My feelings on the film are about the same as ten years ago. I enjoyed the movie as a sustained meditative experience with pretty sights, but as a film it is a failure. Did I like it? The answer strangely enough is yes. I loved the sights and sounds the film provided and could easily chill out with this in the background while I fold laundry or something. Would I recommend it to others? That is a much harder question.
Video: How’s it look?
The Limits of Control strolls onto Blu-Ray with a beautiful new AVC encoded transfer from Universal that looks amazing. This is the information contained in the liner notes:
“The Limits of Control is presented in its original aspect ratio of 1.85:1 with 5.1 and 2.0 stereo sound. The High Definition digital transfer was provided by Universal.”
Visually, this is as attractive a transfer as I have seen on the Blu-ray format. Spain is just gorgeous and the cinematography by Christopher Doyle is so lush and wonderful that it is easy to get lost in the imagery. While the merits of the film are debatable, it is not up for debate that this movie looks drop-dead gorgeous on Blu-ray.
Audio: How’s it sound?
Similar to the video, the audio presentation on The Limits of Control is very well done. Arrow have provided two options for audio mixes. The DTS-HD MA 5.1 track sounded great on my surround sound system, but there is also an LPCM 2.0 track for whoever wants it. The film is filled with silences but the music in the film is excellent and comes across nicely.
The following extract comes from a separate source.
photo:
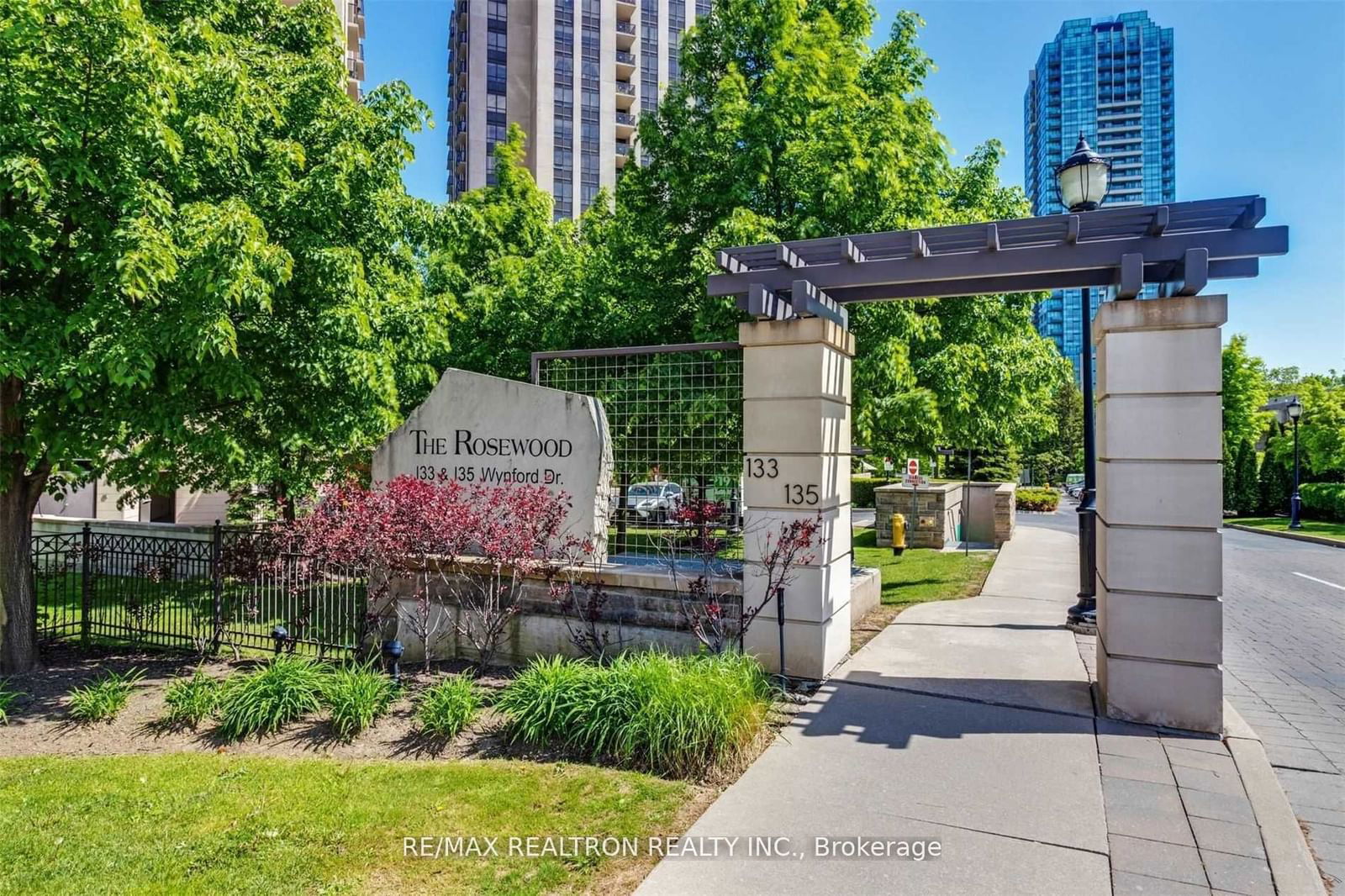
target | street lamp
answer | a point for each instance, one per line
(1295, 410)
(1083, 182)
Supplements: What are the extras?
- An American in Europe – in this new video interview with Geoff Andrew, author of Stranger Than Paradise: Maverick Film-Makers in Recent American Cinema, Geoff discusses the themes and imagery of the film with authority. It felt like this was a film that he might not hold in the same regard as some of his other films.
- The Rituals of Control – in this new video essay on the film by author and critic Amy Simmons, Jarmusch is discusses with reverence but I felt like the critic may have been overreaching with her attachment of symbolism to nearly everything in the film.
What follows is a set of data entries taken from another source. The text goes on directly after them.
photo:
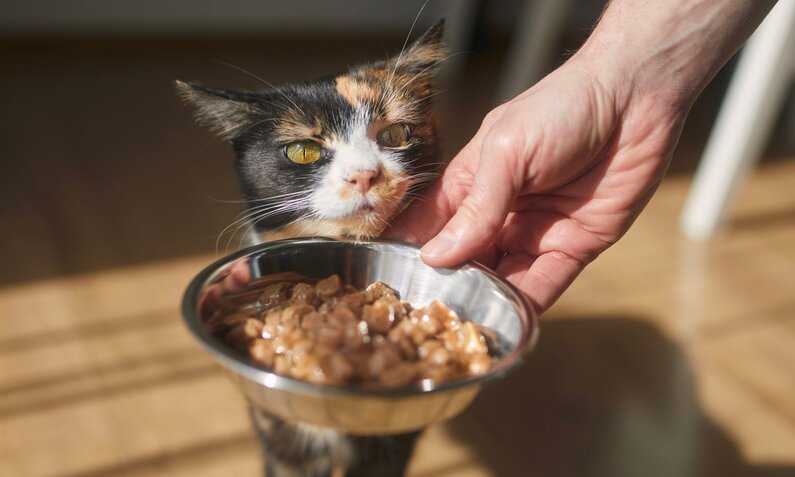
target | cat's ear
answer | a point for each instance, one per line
(420, 61)
(228, 113)
(426, 52)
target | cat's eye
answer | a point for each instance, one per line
(303, 152)
(396, 135)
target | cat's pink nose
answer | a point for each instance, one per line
(363, 180)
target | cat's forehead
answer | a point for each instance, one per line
(332, 106)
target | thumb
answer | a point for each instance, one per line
(481, 215)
- Behind Jim Jarmusch – this archival documentary on the making of the film is of decent length but is a little bit dull. It was fun to watch the artist at work, but this piece sort of drags.
- Untitled Landscapes – this archival featurette is like a music video with imagery of some of the locations in the film
- Theatrical trailer
The Bottom Line
The Limits of Control is not in any way shape or form a traditional film. It has basically no plot and the ending is pretty weak. I cannot recommend this film for any of the traditional qualities that I care about in films. That said, I find myself drawn into the overall vibe, cinematography, and soundscapes of this film. It makes Spain come vividly to life in a way that I found exciting. The new Arrow disc comes with excellent technical specifications and some decent supplements in which the participants also seem to be trying hard to justify why they like the film. The film looks absolutely gorgeous on Blu-ray so fans will want to pick up this edition. I would definitely recommend a rental before a purchase, but don’t be surprised if this one doesn’t just grab you.